New avenues for interoperability across platforms have made it possible for audiences to be shared across screens, but the reality is not as simple as it may sound, Just because the same audience is shared everywhere an ad is run, doesn’t mean the same audience is actually being used for targeting, as audiences are translated and mapped back to households differently by each platform, publisher or data partner. OpenAP CEO David Levy took the stage at Audience Summit Cannes Lions to break down the inconsistencies with household mapping and explain how OpenAP is bringing consistency and transparency to the equation to unify audience targeting across platforms.

A lack of audience standardization holds back not only a consistent view of who saw an ad, but it inhibits the ability to layer on more sophisticated and insightful data applications too. You can’t do big data applications unless audience householding is standardized.

Why is there a disconnect between audience and targeting information when translated by different publishers? It’s because the audience data and identifiers being used for matching is probabilistic; meaning, we’re guessing which identifiers belong to different households. Unless we as an industry can move from probabilistic to deterministic data, advertising dollars will continue to be wasted on the wrong audiences.

Right now, 80% of data running through TV is probabilistic. OpenAP’s endeavor is to flip that to 80% deterministic data, with only 20% probabilistic. “We need to get to a place where, even if a viewer is not logged in, we have a deterministic view, as much as possible, of who this person is,” explained Levy.” Our plan is to get there. Our plan is not only to create this system, but to have as much quality data as possible in the system.”

How will we get there? In Open Identity, OpenAP has already licensed ISP data for about 50% of the market, meaning we’ll have an accurate, deterministic view of IP-to-household mapping for half of all viewers.

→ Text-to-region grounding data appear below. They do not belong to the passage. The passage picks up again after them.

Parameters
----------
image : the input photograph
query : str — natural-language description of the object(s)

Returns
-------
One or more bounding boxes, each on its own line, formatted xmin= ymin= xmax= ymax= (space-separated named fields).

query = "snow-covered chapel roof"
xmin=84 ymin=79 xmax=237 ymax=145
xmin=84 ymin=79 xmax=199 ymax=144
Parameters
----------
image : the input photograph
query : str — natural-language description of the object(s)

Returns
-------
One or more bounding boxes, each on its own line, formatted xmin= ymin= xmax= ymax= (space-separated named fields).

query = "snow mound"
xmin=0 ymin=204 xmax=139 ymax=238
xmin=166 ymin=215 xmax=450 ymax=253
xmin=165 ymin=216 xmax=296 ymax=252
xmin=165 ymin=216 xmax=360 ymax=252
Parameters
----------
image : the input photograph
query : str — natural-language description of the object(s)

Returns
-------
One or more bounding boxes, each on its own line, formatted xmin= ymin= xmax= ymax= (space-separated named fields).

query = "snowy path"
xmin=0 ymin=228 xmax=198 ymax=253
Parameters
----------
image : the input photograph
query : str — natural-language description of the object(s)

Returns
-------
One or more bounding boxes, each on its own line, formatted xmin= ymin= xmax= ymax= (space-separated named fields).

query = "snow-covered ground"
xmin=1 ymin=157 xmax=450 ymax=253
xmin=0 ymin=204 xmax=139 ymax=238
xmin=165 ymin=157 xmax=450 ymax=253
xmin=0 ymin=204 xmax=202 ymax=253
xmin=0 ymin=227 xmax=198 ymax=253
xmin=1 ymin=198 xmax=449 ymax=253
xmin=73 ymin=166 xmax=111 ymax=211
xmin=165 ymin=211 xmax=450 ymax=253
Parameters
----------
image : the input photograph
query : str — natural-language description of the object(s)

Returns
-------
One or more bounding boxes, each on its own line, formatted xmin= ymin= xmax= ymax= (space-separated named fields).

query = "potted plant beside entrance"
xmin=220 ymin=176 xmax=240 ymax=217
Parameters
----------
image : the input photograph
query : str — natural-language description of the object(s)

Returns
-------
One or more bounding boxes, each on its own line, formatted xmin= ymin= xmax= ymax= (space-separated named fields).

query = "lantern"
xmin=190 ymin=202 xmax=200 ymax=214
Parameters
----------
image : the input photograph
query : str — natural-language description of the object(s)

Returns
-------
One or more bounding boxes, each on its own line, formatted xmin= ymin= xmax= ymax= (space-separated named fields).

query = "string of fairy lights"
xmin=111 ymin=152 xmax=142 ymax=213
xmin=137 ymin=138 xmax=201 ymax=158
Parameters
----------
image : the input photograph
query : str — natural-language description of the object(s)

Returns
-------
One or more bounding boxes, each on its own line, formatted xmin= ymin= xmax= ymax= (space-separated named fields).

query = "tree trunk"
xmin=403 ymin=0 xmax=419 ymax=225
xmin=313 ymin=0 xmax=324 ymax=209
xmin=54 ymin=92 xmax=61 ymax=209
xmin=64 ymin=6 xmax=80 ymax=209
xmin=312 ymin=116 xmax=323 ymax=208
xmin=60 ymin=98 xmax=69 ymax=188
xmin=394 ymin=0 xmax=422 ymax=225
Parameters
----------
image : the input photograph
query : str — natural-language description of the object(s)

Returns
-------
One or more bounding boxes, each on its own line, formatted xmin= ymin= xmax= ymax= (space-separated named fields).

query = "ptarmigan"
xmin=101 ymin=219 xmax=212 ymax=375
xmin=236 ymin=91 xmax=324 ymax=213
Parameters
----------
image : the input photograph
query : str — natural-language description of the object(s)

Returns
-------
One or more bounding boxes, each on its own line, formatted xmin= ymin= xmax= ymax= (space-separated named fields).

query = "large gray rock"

OpenAP has also built out capabilities for Identity Protocols in Open Identity. Identity Protocols are a set of instructions for how to apply and match audience data that go beyond providing transparency to give agencies control, allowing for much bigger applications of data down the line. Those big data applications could get us closer to providing a more consistent, transparent picture of consumer behavior over the entire course of the consumer journey–sometimes months, or even years–not just last-click attribution.